Methods: Clinical, laboratory and mtDNA studies were performed in: five patients with Kearns-Sayre syndrome (KSS); six patients with chronic progressive external ophthalmoplegia (CPEO); three patients with mitochondrial myopathy, encephalopathy, lactic acidosis, and stroke-like episode (MELAS); three patients with myoclonic epilepsy and ragged-red fibers (MERRF); 20 patients with Leber's hereditary optic neuropathy (LHON); 30 patients with simple diabetes mellitus.

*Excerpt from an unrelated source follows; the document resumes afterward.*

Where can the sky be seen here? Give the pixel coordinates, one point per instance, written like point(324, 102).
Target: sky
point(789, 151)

Results: All KSS patients with neurologic and cardiac symptoms associated with a deletion of mtDNA in muscle biopsy specimens showed widespread retinal pigmentary changes characterized by salt- and pepper-like appearance of the fundus. Three of six patients with CPEO, a mild variant of KSS, showed subtle defects at the level of retinal pigment epithelium of the posterior pole, although mtDNA deletion was similar to that in KSS. Of three patients with MELAS syndrome, one patient showed juvenile cataract and mild retinal pigmentary defect in the posterior pole. Of three patients with MERRF syndrome associated with a mtDNA mutation at nucleotide position (np) 8344, one patient showed mild pigment disorder in the posterior pole in addition to optic neuropathy. Two of 20 patients with LHON associated with a mtDNA mutation at np 11778 showed mild pigmentary defect in the macula together with typical optic neuropathy. In addition, two of 30 patients with isolated diabetes mellitus showed a mtDNA mutation at np 3243 (MELAS mutation), but they did not present with any other neurologic or multisystem disorder.
Conclusion: The retina, in particular the retinal pigment epithelium, is highly vulnerable to be involved by mtDNA defect, and the retinopathy is phenotypically variable and frequently subclinical, depending to some extent on the type or site of mtDNA defect.